Overview: This utility finds pairs of genes with similar behavior across a gene expression dataset. It is intended to be used as a comparative tool to compare the network size (number of output rows) between N datasets with the same numbers of biological samples (input columns) and measured genes (input rows).
(A) Set the lower limit to the coefficient of variation. A higher value here will reduce the stringency with which a pair of genes will have to correspond in their behavior in order to be added to the list of covariant genes. This value can be adjusted to create a manageable network size given the number of samples N in the dataset. As N
increases this value will often need to be increased.
(B) Set the minimum signal for a gene's expression to be considered. This value will change with array platform or sequencing technology and should be considerably above the background. The aim here is prevent genes that are simply sitting at background from being included in the network.
(C) Decide whether or not to filter outliers. In any largish dataset (12 samples or more) there may be a spurious signal readings in one or more sample columns. This can arise from many sources but will often lead to the gene not pairing with other similarly variable genes because of the spurious reading. In order to somewhat mitigate the effect of noise, checking this box will remove the highest and lowest expression ratios from the dataset prior to calculating the similarity measure. This setting should not be checked for small datasets with fewer than around six samples due to the likely increase in false positives but is useful for larger datasets.

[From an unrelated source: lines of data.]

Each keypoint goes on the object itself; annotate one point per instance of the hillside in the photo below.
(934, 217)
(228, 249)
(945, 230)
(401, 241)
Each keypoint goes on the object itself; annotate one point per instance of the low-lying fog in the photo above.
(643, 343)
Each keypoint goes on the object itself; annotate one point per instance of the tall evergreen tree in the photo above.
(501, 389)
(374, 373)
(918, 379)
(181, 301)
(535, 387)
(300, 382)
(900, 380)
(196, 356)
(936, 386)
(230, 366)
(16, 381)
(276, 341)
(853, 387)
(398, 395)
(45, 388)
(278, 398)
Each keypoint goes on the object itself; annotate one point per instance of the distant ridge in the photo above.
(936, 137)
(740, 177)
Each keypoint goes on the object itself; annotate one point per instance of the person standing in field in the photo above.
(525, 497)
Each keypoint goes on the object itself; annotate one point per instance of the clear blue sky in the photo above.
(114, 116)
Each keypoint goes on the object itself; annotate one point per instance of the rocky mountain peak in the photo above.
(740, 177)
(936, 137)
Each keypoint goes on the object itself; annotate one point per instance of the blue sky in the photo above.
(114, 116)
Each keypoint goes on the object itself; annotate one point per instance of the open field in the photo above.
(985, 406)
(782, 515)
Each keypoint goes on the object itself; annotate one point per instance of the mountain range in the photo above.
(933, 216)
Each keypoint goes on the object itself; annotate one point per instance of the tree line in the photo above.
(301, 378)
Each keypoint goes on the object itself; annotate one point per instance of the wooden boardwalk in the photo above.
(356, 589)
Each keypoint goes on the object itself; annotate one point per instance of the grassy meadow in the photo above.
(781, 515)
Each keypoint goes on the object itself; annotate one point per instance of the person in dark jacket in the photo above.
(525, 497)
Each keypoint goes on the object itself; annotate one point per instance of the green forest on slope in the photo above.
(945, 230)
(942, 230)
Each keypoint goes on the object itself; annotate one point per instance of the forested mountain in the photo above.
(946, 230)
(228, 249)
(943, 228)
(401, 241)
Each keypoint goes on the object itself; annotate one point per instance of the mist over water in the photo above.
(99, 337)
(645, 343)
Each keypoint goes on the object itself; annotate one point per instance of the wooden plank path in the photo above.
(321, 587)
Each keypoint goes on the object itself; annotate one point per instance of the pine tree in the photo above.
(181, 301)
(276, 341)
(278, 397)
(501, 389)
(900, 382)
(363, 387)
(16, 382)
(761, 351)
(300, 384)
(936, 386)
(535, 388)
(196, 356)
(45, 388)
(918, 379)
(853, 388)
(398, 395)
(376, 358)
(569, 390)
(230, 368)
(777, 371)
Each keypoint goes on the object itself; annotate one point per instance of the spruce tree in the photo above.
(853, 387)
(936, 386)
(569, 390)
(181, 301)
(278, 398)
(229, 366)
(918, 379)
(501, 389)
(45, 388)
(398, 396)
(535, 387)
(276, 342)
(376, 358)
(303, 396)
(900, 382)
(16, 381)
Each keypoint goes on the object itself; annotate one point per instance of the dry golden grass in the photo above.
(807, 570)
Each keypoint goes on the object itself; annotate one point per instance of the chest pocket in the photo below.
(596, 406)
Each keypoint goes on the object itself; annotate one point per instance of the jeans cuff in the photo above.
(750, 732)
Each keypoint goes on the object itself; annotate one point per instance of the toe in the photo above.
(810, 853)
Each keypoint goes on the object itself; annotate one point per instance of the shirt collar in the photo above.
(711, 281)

(D) Select this to estimate the size of the stable background network. This consists of the genes that are simply stably expressed and is estimated by randomly re-assigning signal between samples. Hence primarily the genes that are simply co-stable at the threshold limits selected will be returned. This can be useful in partitioning the network into co-stable genes and co-variant genes.
(E) Click the begin button to start the analysis. The input is expected to be a folder of one or more expression files (see file format below). The output should be an empty folder into which one result file per input file will be placed. The result file will list the pairs of genes that could be networked together as well as additional data on their similarity. The output folder should always be different from the input folder.
(A) Input Format. The file format is essentially a tab delimitated expression table (matrix) of genes (rows) and samples (columns). The first column should contain a gene identifier that can helpfully be unique (consider concatenating an array probe ID with a gene name here to create a human readable unique ID eg PRM1_934673_s_at). No header row is expected. See an example input file here. There is currently a limit of 50 sample columns and just over 80,000 gene rows in the input. Please use the contact information below if you find this overly restrictive.
(B) Output Format. For each input file a corresponding tab delimitated output file will be generated consisting of the input file name prepended by "fold_analysis". The first two columns in the output file contain the IDs of the genes that generate a similar behavior. Column three details their average ratio and column four a measure of variance. The remaining columns detail the expression ratios for each sample in the dataset. For the input example above the output folder here should be generated with settings (A) .09 (B) 300 (C) checked (D) unchecked. Analysis is not multi-threaded so the time is a little long and should be around 30 minutes on a regular 2GHz desktop - to parallelize this simply split the input folder into N sub-folders where N is your number of real/virtual cores and run N instances of the application together.